James loosens his grip and lets his arm fall to his side. “Why are you here?”

Her polished nails flutter to the pearl button at her neck. “Thomas told me you were leaving. He thought I’d want to know.” Her face softens. “You can use my help. The boys know me.”

“As Señora Carla. I thought you weren’t speaking with Thomas.”

She grimaces. “We talk only when necessary. James, darling, please. You weren’t home nearly long enough and Thomas didn’t know when you’d be back.” She glances around James. “I miss them. I haven’t seen them since last December.”

A chill rappels down his spine like a rock climber on a cliff face. “You were in Mexico last December?”

She looks surprised. “Of course I was. I went every year right after Thanksgiving. I’d stay through the Christmas holiday.”

But he hadn’t seen her. Which only meant one thing in James’s mind. She’d known he surfaced and had left the country.

Over the speaker the attendant announces boarding for first-class passengers. Claire opens her purse and retrieves her ticket. “You aren’t the only parent in this family worried about their children’s welfare.”

Since when had she cared about him? “A box of expensive paintbrushes doesn’t make up for years of ignoring something I used to be extremely passionate about.”

Claire snaps shut her purse. She frowns. “What do you mean ‘used to be’?”

“You finally got what you wanted, Mother. I stopped painting.”

She tucks her purse under her arm and averts her face. She watches the luggage being loaded onto the plane. “I’m still going. I have a ticket and a hotel reservation.”

The gate attendant announces the next boarding group and passengers mill toward the gate. Julian looks impatiently at him and mouths Let’s go. James holds up a finger, a signal he’ll be there in a second, then turns back to his mother. “I can’t stop you. I can, and I will, determine when and how you interact with my sons.”

“When do you plan to tell them about me?”

“I’m not sure I will.”

“But I’m their grandmother. You have no right keeping me from them.”

“Are you kidding me?” A short laugh rumbles from his chest. He gives his mother a look of disgust. “I have every right.” He shakes his head, still laughing at her audacity, and returns to his sons.

Their row block is announced. “Grab your stuff, kids.

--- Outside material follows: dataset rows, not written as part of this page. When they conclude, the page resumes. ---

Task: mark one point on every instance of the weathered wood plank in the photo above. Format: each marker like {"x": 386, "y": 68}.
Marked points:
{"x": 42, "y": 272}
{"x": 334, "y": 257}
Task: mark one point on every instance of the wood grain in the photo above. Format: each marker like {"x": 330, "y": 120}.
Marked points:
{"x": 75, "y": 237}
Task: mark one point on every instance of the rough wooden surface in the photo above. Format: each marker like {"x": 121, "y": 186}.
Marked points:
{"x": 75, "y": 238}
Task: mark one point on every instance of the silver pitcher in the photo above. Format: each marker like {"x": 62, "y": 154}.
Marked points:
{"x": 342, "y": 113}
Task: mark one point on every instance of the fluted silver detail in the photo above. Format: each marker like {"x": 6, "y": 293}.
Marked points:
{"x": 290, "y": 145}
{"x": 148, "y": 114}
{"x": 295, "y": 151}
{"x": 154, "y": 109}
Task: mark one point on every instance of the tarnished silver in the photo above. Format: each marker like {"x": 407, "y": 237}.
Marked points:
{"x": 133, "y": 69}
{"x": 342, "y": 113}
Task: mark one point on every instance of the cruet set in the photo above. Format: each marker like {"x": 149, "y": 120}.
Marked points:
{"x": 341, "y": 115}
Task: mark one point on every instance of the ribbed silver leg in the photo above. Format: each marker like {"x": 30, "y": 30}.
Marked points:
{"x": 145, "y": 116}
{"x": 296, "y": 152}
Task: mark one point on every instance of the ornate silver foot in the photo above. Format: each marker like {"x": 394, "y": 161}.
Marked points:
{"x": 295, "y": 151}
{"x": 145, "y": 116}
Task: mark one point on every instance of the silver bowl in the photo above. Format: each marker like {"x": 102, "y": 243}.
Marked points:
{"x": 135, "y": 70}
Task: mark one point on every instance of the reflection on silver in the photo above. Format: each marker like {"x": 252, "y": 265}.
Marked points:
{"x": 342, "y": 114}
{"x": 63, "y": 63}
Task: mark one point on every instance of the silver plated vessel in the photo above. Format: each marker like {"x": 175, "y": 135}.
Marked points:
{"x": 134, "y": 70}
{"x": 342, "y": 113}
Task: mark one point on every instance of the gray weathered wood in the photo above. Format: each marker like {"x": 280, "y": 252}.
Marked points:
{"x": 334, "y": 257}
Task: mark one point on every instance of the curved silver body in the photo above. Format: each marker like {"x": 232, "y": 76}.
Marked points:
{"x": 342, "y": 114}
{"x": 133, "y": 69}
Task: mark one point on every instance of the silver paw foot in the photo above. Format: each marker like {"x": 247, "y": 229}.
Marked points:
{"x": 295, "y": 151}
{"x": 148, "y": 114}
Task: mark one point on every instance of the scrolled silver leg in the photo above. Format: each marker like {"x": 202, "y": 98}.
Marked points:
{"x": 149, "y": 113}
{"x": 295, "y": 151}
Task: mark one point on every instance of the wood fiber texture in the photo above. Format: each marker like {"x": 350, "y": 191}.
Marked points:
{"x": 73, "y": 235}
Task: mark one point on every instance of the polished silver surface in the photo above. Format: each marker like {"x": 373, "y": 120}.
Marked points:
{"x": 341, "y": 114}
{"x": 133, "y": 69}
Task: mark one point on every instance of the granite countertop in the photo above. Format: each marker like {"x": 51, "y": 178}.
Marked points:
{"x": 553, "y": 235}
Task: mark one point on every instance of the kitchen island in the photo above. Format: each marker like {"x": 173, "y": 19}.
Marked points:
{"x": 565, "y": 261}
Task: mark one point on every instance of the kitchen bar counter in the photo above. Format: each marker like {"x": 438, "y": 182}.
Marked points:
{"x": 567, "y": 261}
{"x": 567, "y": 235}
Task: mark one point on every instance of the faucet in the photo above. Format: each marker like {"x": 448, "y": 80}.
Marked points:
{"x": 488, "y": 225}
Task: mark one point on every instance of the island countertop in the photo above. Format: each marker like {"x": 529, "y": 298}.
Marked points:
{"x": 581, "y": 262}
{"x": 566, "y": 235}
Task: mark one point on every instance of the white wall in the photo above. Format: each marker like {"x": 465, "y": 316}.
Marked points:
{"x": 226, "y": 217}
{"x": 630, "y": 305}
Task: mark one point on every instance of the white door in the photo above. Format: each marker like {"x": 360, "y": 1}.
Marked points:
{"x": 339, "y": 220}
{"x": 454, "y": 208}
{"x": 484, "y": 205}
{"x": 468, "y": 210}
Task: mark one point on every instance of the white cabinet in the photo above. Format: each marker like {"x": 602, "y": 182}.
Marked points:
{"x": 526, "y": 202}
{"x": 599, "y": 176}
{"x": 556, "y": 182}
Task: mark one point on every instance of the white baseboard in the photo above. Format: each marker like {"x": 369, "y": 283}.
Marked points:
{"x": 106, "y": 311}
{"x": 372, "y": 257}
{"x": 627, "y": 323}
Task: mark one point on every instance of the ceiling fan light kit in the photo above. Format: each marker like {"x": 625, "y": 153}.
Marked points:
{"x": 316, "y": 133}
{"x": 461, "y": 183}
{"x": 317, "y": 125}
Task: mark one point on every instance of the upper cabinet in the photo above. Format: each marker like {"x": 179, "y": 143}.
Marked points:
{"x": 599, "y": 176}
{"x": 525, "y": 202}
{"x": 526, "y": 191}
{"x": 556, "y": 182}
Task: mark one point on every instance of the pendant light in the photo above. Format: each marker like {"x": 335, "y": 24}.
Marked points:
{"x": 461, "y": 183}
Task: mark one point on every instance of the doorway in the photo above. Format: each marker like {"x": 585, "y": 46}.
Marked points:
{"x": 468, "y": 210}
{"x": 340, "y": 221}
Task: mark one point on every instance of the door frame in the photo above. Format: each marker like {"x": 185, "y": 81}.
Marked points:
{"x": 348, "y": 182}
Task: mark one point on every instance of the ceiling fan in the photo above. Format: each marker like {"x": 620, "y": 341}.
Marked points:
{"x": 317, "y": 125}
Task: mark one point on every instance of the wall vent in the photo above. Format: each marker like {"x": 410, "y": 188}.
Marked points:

Time to go.”

“Where are you sitting, Señora Carla?” Marc asks once they’re in line.

“I’m in the very front.”

“Of course you are.” James fumbles with the zippers on his pack, searching for their tickets.

Julian gives him a weird look. “What’s your deal?”

“Life, Julian.” He gives his son his ticket. “Don’t lose it.”

“Seriously?” he balks. “What do you think I’m going to do? Drop it between here and the gate?” A woman with a toddler rushes forward, bumping Julian’s shoulder, knocking the ticket from his hand. It floats to the floor.

James snorts a laugh. He can’t help it.

“Shut up,” Julian mumbles. But his mouth twitches into a smile when he picks up the ticket.

James pats Julian’s shoulder, leaving his hand there to rest as they inch toward the gate. To his amazement, his son doesn’t shrug him off.